I've been in Charlotte, NC this week for my "day" job and have been working on a side project from the hotel that involves converting a large amount of data from a, let's just say, "non-standard" database program to MySQL. One of the tables stores information about 14,000+ legal documents that we have in PDF format on the filesystem.
As part of the conversion project, I thought I'd be really cute and import the OCR text layer of the PDFs into a field in the table and set up a Verity index that included that field. I figured, hey, this will give the client something he doesn't have today and make me look good in the process right?
The problem lies in that the text for each of the documents can be anywhere from one printed page to 40 printed pages (meaning several hundred kb of text for each). Now, importing all this was fairly easy (if not a little slow just for the amount of data going into the database), but for the life of me I cannot figure out how to get the query indexed by verity.
I obviously can't just grab all the records in the table (query takes too much memory that way).
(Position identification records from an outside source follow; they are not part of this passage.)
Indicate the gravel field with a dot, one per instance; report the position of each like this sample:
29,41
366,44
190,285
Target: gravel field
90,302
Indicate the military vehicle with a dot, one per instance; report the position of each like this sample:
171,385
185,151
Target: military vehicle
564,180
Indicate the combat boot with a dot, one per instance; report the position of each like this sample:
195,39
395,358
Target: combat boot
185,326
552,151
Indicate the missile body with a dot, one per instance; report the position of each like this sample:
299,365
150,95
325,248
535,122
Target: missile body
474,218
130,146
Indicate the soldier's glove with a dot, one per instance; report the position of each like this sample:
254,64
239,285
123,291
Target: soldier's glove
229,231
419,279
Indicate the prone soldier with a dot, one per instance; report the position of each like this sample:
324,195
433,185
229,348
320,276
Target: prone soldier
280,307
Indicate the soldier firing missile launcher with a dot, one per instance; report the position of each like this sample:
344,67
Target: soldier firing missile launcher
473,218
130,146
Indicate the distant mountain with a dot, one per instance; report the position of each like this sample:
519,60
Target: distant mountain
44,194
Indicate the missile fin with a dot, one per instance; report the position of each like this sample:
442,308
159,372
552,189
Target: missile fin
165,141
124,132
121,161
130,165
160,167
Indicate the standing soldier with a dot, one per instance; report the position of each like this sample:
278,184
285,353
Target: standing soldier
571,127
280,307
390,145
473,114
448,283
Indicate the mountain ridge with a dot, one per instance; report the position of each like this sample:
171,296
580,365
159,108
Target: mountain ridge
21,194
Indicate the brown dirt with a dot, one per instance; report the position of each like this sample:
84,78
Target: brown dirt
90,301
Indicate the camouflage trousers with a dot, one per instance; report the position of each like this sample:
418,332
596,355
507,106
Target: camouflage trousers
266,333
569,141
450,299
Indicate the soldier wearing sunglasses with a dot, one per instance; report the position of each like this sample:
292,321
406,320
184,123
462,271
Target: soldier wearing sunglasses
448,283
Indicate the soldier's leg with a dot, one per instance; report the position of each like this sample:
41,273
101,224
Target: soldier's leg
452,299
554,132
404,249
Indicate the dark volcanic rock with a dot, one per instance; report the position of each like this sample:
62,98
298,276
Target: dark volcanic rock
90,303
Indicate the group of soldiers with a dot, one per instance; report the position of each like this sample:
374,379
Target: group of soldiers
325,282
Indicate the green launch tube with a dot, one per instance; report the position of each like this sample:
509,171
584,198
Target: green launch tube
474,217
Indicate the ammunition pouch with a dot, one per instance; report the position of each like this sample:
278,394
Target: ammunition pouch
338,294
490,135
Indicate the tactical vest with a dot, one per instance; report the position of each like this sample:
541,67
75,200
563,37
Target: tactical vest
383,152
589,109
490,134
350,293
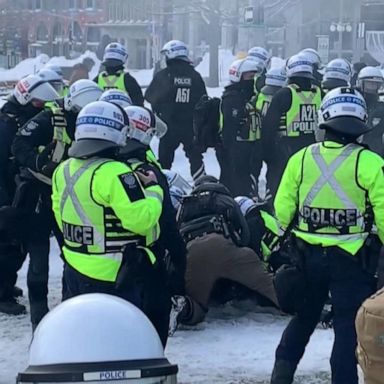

I've tried a few things like grabbing the primary keys of all the records only then looping over that in groups of 500 or so and using session variables to manage the looping from one page request to the next, but even that isn't working.
So, right now I'm a bit "perturbed" as my mother sometimes says. When I figure out a solution that will work on this I'll post a comment back.
At least it's Friday and I'm headed to the airport to go home in a couple of hours.